Die Volksfeste werden während des gesamten Sommers in den verschiedenen Ortschafen der Insel veranstaltet. Diese örtlichen Festlichkeiten sind die beste Darstellung der Authentizität der menorquinischen Bräuche.

Ausgangsort des Festtagsreigens und die beliebteste aller Fiestas wird in Ciutadella vom 23. zum 24. Juni gefeiert.

Diese Feste sind authentisch im weitesten Sinne des Wortes; ihr Ursprung, der vermutlich religiöser Art ist, geht auf das beginnende XIV. Jahrhundert zurück, als jedes Jahr zum 23. Juni Wallfahrten zur Einsiedelei von Sant Joan de Misa stattfanden.
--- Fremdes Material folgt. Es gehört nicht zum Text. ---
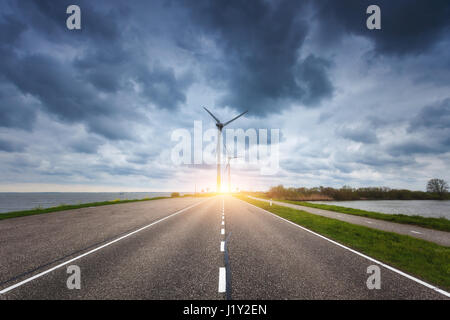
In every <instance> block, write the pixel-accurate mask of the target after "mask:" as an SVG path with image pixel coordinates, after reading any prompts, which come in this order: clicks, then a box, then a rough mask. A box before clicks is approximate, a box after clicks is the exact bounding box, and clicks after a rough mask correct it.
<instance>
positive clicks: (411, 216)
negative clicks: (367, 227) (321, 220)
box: [258, 196, 450, 232]
mask: <svg viewBox="0 0 450 320" xmlns="http://www.w3.org/2000/svg"><path fill="white" fill-rule="evenodd" d="M258 198H264V199H269V198H267V197H266V196H258ZM273 200H275V201H280V202H286V203H291V204H297V205H300V206H304V207H310V208H316V209H323V210H328V211H334V212H339V213H346V214H351V215H354V216H361V217H367V218H373V219H378V220H385V221H390V222H397V223H403V224H412V225H415V226H420V227H424V228H428V229H434V230H441V231H447V232H450V220H448V219H445V218H427V217H422V216H417V215H414V216H408V215H405V214H386V213H380V212H373V211H365V210H360V209H353V208H347V207H340V206H335V205H330V204H321V203H311V202H304V201H297V200H283V199H273Z"/></svg>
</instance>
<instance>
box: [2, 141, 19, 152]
mask: <svg viewBox="0 0 450 320" xmlns="http://www.w3.org/2000/svg"><path fill="white" fill-rule="evenodd" d="M24 150H25V145H24V144H22V143H17V142H13V141H9V140H3V139H0V151H6V152H22V151H24Z"/></svg>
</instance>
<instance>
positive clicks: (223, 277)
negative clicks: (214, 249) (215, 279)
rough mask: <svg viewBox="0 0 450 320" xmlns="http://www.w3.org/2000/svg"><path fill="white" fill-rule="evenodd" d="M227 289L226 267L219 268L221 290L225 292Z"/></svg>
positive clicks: (219, 274)
mask: <svg viewBox="0 0 450 320" xmlns="http://www.w3.org/2000/svg"><path fill="white" fill-rule="evenodd" d="M226 289H227V282H226V272H225V268H224V267H220V268H219V292H225V291H226Z"/></svg>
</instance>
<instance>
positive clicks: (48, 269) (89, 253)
mask: <svg viewBox="0 0 450 320" xmlns="http://www.w3.org/2000/svg"><path fill="white" fill-rule="evenodd" d="M208 200H210V199H206V200H203V201H200V202H198V203H195V204H193V205H190V206H188V207H186V208H183V209H181V210H178V211H177V212H174V213H172V214H170V215H168V216H167V217H164V218H162V219H159V220H157V221H155V222H152V223H150V224H148V225H146V226H144V227H141V228H139V229H137V230H134V231H132V232H130V233H127V234H125V235H123V236H121V237H119V238H117V239H114V240H112V241H110V242H108V243H105V244H104V245H101V246H100V247H97V248H95V249H92V250H90V251H88V252H85V253H83V254H81V255H79V256H77V257H75V258H72V259H70V260H67V261H66V262H63V263H60V264H58V265H57V266H54V267H53V268H50V269H48V270H45V271H43V272H40V273H38V274H36V275H34V276H32V277H30V278H28V279H25V280H23V281H20V282H18V283H16V284H13V285H12V286H9V287H7V288H5V289H3V290H0V294H4V293H6V292H8V291H11V290H13V289H15V288H18V287H20V286H22V285H24V284H26V283H28V282H30V281H33V280H34V279H37V278H40V277H42V276H43V275H46V274H47V273H50V272H52V271H54V270H56V269H59V268H61V267H63V266H65V265H66V264H69V263H72V262H74V261H75V260H78V259H81V258H83V257H85V256H87V255H89V254H91V253H94V252H96V251H98V250H101V249H103V248H105V247H107V246H110V245H111V244H113V243H116V242H118V241H120V240H122V239H125V238H128V237H129V236H131V235H133V234H135V233H138V232H139V231H142V230H144V229H147V228H149V227H151V226H153V225H155V224H157V223H160V222H162V221H164V220H166V219H169V218H171V217H173V216H175V215H177V214H180V213H182V212H184V211H186V210H189V209H191V208H193V207H195V206H198V205H200V204H202V203H204V202H206V201H208ZM222 230H223V229H222Z"/></svg>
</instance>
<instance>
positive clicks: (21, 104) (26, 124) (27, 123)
mask: <svg viewBox="0 0 450 320" xmlns="http://www.w3.org/2000/svg"><path fill="white" fill-rule="evenodd" d="M37 107H38V106H37V105H36V104H33V103H30V102H29V101H26V99H25V97H24V96H23V95H22V94H21V93H20V92H19V91H18V90H17V89H16V88H15V87H13V86H10V85H4V84H2V83H1V77H0V114H1V116H0V127H6V128H20V129H24V130H31V129H32V126H33V123H34V121H35V118H36V108H37Z"/></svg>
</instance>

Ihre Entfernung (etwa acht Kilometer vom Ortkern) machte es nötig, die Strecke mit dem Pferd zurückzulegen. Mit der Zeit entwickelte sich aus diesen Prozessionen der Brauch Reiterspiele zu veranstalten, bei denen die verschiedenen Stände der Gesellschaft jener Zeit vertreten waren.

Heute bewahren die Feste die ganze Essenz der Protokolle, die schon vor Jahrhunderten ihre Gültigkeit hatten. Diese Riutale haben sich aufgrund der mündlichen Weitergabe von den Vätern auf die Söhne erhalten, was zur Folge hat, dass der Geist der Feste nach vielen Jahren weiterlebt.

Im Mittelpunkt der Feste stehen die Pferde der menorquinischen Rasse, die in perfekter Verbindung mit den „Cavallers“ oder Reitern, bei den spektakulären Reiterspielen mit ihren „Bots“ der Schwerkraft trotzen. Die Pferde tänzeln dabei einige Sekunden lang auf ihren Hinterhufen und heben die Vorderhufe in die Luft.

Obwohl SANT JOAN ist die bekannteste, jede Stadt feiert seine Feste. In all diesen Festivals das Pferd ist der Protagonist, und trotz einiger Unterschiede im Protokoll, Spaß, Spannung, Freude, Gefühle, usw. … sind in ihrer maximalen Ausdruck vorhanden ist.

Der Respekt und die Bewunderung, die die Menorquiner ihren Pferden entgegen bringen, ist so groß, dass diese trotz des Festtagstrubels vollkommen geschützt werden und keinerlei Schaden nehmen. Während dieser Veranstaltungen verwandeln sich die Pferde in die perfekten Verbündeten, um eine Explosion gemeinschaftlicher Freude zu erleben, die bei uns einen authentischen Kontrast der Gefühle hervorruft.